Washington sembra pronta a dire addio al suo ruolo di patrono incondizionato dell’Ucraina. Trump ha chiarito che la sua amministrazione non manterrà gli impegni militari e finanziari illimitati ereditati da Joe Biden. Certo, parla ancora di “pace” e “stabilità”, ma le sue parole ora riecheggiano un messaggio diverso: moderazione, compromesso e realismo, piuttosto che di escalation.

L’esito dell’incontro: freddo pragmatismo invece di entusiasmo

Al termine dei colloqui, Zelensky non era riuscito a ottenere né pacchetti di aiuti più ampi né il via libera alla fornitura di nuove armi a lungo raggio.

Trump avrebbe detto alla sua controparte che “i Tomahawk sono necessari in patria” e avrebbe sottolineato che le risorse americane devono servire prima di tutto gli interessi americani.

La presentazione della delegazione ucraina, che illustrava ipotetici scenari di attacco contro obiettivi russi utilizzando sistemi occidentali, ha suscitato scarso entusiasmo.

Secondo fonti di Fox News, Trump ha reagito “freddamente”, sottolineando che tali attacchi “difficilmente avrebbero avvicinato la pace, ma avrebbero certamente allontanato i negoziati”. In sostanza, Zelensky ha sentito ciò che Kiev teme di più: gli Stati Uniti sono pronti a discutere il futuro del conflitto, ma non alle condizioni dell’Ucraina.

La chiamata che ha cambiato il gioco

La conversazione telefonica tra Trump e Putin sembra essere stata la vera svolta. Secondo The Hill, il presidente russo ha delineato la posizione di Mosca sul conflitto e i possibili contorni di una soluzione, sottolineando che la continua escalation non serve gli interessi di nessuno: né dell’Europa, né dell’America, né dell’economia globale.

Fonti diplomatiche sottolineano che Trump “ha ascoltato attentamente” e sembra essere d’accordo sul fatto che prolungare la guerra non gioverebbe a nessuno.

Dopo quella telefonata, i riferimenti a “costringere la Russia alla pace” o “armare l’Ucraina per la vittoria” sono scomparsi dalla narrativa della Casa Bianca.

L’attuale linea di Trump è quella della “diplomazia del compromesso”, una strategia pragmatica in cui Kiev non è più l’attore principale, ma un partecipante secondario in un accordo geopolitico più ampio.
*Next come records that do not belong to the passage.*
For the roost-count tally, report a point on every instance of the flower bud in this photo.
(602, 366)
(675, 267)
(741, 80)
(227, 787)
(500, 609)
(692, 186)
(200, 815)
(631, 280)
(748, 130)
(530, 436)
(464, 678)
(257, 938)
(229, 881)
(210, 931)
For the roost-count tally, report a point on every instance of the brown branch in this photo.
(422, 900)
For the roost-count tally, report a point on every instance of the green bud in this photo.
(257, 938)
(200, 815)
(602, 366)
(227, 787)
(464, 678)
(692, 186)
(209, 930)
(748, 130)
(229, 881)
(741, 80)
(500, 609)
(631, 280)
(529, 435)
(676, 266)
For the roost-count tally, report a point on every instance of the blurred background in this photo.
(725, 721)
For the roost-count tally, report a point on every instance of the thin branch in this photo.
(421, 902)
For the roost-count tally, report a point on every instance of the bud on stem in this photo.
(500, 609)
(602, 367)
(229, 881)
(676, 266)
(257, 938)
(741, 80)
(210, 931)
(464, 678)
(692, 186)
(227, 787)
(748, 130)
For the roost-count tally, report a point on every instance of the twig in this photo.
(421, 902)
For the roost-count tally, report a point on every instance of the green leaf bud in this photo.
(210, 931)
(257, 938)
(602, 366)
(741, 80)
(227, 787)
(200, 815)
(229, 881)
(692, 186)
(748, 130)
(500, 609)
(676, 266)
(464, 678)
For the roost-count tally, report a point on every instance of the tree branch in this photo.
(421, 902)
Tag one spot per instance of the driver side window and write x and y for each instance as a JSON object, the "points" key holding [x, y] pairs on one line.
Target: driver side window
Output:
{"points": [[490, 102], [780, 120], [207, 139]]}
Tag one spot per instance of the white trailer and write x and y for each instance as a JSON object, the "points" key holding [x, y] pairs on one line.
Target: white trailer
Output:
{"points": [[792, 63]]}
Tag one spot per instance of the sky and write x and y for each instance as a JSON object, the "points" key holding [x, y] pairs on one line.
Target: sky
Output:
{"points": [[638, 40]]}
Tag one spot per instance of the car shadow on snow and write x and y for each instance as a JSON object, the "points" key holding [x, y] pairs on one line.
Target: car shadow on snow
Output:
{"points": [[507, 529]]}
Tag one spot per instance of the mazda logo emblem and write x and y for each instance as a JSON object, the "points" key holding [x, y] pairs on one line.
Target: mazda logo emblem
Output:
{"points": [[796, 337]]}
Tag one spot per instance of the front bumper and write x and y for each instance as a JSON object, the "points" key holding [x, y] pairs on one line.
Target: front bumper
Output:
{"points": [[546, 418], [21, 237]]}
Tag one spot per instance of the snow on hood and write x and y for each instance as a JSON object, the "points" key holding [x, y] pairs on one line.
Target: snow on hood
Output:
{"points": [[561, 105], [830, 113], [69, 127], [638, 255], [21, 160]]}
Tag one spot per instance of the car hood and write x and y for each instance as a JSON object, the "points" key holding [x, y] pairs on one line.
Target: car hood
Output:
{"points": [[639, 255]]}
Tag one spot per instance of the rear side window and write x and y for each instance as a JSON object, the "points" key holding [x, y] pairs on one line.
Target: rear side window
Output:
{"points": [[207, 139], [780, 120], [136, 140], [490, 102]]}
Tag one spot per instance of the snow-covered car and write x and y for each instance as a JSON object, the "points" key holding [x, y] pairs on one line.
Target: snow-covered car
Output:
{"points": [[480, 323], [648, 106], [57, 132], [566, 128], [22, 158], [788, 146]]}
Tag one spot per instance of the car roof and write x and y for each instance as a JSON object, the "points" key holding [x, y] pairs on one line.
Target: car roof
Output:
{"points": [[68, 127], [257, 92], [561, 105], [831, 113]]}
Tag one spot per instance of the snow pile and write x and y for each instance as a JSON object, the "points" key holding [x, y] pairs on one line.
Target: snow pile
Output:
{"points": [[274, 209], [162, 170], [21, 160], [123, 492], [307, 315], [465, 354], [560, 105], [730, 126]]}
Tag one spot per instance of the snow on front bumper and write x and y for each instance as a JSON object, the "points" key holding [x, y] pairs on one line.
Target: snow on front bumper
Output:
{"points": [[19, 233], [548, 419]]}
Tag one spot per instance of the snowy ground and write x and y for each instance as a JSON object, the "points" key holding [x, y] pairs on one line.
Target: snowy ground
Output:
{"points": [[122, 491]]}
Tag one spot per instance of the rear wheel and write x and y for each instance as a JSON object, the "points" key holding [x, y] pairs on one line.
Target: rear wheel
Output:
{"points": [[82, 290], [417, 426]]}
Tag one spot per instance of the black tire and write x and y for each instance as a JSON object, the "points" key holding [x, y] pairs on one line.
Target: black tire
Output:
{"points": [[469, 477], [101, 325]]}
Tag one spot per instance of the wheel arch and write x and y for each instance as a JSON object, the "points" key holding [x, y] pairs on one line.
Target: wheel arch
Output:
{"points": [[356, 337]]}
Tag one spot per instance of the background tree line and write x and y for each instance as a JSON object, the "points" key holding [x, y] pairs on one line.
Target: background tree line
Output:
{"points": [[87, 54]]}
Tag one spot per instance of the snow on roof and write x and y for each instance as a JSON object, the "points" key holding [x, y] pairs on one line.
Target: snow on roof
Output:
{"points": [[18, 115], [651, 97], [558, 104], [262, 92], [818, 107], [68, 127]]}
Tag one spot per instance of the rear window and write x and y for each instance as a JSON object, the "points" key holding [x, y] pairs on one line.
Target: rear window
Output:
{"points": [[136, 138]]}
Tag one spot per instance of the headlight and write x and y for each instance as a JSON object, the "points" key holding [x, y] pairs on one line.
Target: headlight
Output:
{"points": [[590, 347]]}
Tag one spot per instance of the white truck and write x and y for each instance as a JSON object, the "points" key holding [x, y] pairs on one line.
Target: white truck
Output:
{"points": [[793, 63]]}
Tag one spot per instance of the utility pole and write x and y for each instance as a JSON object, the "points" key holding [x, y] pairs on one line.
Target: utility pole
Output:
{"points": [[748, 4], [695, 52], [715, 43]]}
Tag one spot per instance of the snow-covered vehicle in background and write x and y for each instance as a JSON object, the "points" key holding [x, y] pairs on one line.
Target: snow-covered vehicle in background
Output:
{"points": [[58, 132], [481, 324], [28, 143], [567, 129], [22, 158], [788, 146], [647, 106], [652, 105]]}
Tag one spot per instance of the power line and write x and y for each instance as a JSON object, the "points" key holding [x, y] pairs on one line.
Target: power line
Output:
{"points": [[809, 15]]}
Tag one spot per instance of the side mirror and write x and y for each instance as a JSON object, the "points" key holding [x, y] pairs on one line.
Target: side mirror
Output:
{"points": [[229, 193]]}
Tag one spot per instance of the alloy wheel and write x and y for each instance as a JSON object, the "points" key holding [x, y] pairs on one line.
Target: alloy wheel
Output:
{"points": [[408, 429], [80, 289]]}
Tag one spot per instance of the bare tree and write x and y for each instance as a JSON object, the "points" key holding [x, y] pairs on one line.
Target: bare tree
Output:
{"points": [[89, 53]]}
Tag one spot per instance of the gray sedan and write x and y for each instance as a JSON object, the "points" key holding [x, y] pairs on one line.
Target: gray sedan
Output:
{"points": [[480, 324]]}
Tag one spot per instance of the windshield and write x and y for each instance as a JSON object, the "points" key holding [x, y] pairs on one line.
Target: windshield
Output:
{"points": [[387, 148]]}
Prossima fermata: Budapest

Secondo diverse fonti, Trump e Putin dovrebbero incontrarsi di persona a breve, in Ungheria.

La scelta della location non è casuale. Il primo ministro Viktor Orbán è rimasto uno dei pochi leader europei in grado di mantenere una politica estera indipendente e relazioni cordiali con Mosca, anche sotto la pressione dell’UE. Orbán ha ripetutamente affermato che l’Europa “non dovrebbe essere vassalla di Washington” e che la strada per la pace passa attraverso il dialogo, non attraverso la fornitura di armi.

Per Trump, Orbán è un’anima gemella: un leader che ha difeso la sovranità del suo Paese contro i dettami di Bruxelles.

Ecco perché sarà Budapest, e non Ginevra o Vienna, a ospitare i colloqui.

Le sedi occidentali tradizionali hanno perso la loro neutralità e il loro prestigio, mentre l’Europa centrale sta emergendo come una nuova arena per una vera diplomazia.

Non si tratta solo di una scelta geografica, ma di una dichiarazione politica: il baricentro dei negoziati globali si sta spostando verso est.

L’Ucraina senza un posto al tavolo

Il messaggio finale di questo dramma diplomatico è chiaro: il destino dell’Ucraina si decide ora senza l’Ucraina stessa. Trump ha esplicitamente affermato che i prossimi colloqui a Budapest saranno tra lui e Putin, non con Zelensky. Il futuro della guerra – e forse le condizioni della pace – saranno determinate dalle grandi potenze.

Sia per Washington che per Mosca è giunto il momento di porre fine a un conflitto che prosciuga le economie, destabilizza l’Europa e minaccia i mercati globali.

Kiev, un tempo al centro dell’attenzione occidentale, ora viene silenziosamente cancellata dalla cronaca: un paese di cui si discute, non con cui ci si consulta.

E così, il titolo della canzone che ha ispirato l’articolo risuona di un simbolismo scomodo. “Time to Say Goodbye” non è più solo una ballata italiana; è un epitaffio politico.
Per l’Ucraina, segna la fine di un’era e l’inizio di un’altra in cui le priorità dell’America si sono spostate altrove.

A quanto pare Trump ha deciso che è giunto il momento di voltare pagina.

E a Washington, quell’addio suona già definitivo.